‘Poor dear, I’m sure I’m sorry as though she were my own sister,’ said Anne. ‘But, Annabella, I want to speak to you especially.’
‘To me, in private?’
‘Yes, to you; in private, if Grace won’t mind?’
Then Grace prepared to go. But as she was going, Miss Anne, upon whose brow a heavy burden of thought was lying, stopped her suddenly. ’Grace, my dear,’ she said, ’go upstairs to your room, will you?—not across the hall to the school.’
‘And why shouldn’t she go to the school?’ said Miss Prettyman.
Miss Anne paused for a moment, and then answered—unwillingly, as though driven to make a reply which she knew to be indiscreet. ’Because there is somebody in the hall.’
‘Go to your room, dear,’ said Miss Prettyman. And Grace went to her room, never turning an eye down towards the hall. ‘Who is it?’ said Miss Prettyman.
‘Major Grantly is here, asking to see you,’ said Miss Anne.
CHAPTER VII
MISS PRETTYMAN’S PRIVATE ROOM
Major Grantly, when threatened by his father with pecuniary punishment, should he demean himself by such a marriage as that he had proposed to himself, had declared that he would offer his hand to Miss Crawley on the next morning. This, however, he had not done. He had not done it, partly because he did not quite believe his father’s threat, and partly because he felt that that threat was almost justified—for the present moment—by the circumstances in which Grace Crawley’s father had placed himself.

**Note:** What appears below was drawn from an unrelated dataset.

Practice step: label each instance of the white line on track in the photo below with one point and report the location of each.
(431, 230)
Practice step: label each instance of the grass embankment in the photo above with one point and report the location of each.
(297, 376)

Henry Grantly acknowledged, as he drove himself home on the morning after his dinner at the rectory, that in this matter of his marriage he did owe much to his family. Should he marry at all, he owed it to them to marry a lady. And Grace Crawley—so he told himself—was a lady. And he owed it to them to bring among them as his wife a woman who should not disgrace him or them by her education, manners, or even by her personal appearance. In all these respects Grace Crawley was, in his judgment, quite as good as they had a right to expect her to be, and in some respects a great deal superior to that type of womanhood with which they had been most generally conversant. ’If everybody had her due, my sister isn’t fit to hold a candle to her,’ he said to himself. It must be acknowledged, therefore, that he was really in love with Grace Crawley; and he declared to himself over and over again, that his family had no right to demand that he should marry a woman with money. The archdeacon’s son by no means despised money. How could he, having come forth as a bird fledged from such a nest as the rectory at Plumstead Episcopi? Before he had been brought by his better nature and true judgment to see that Grace Crawley was the greater woman of the two, he had nearly submitted himself to the twenty thousand pounds of Miss Emily Dunstable—to that, and her good-humour and rosy freshness combined. But he regarded himself as the well-to-do son of a very rich father. His only child was amply provided for; and he felt that, as regarded money, he had a right to do as he pleased. He felt this with double strength after his father’s threat.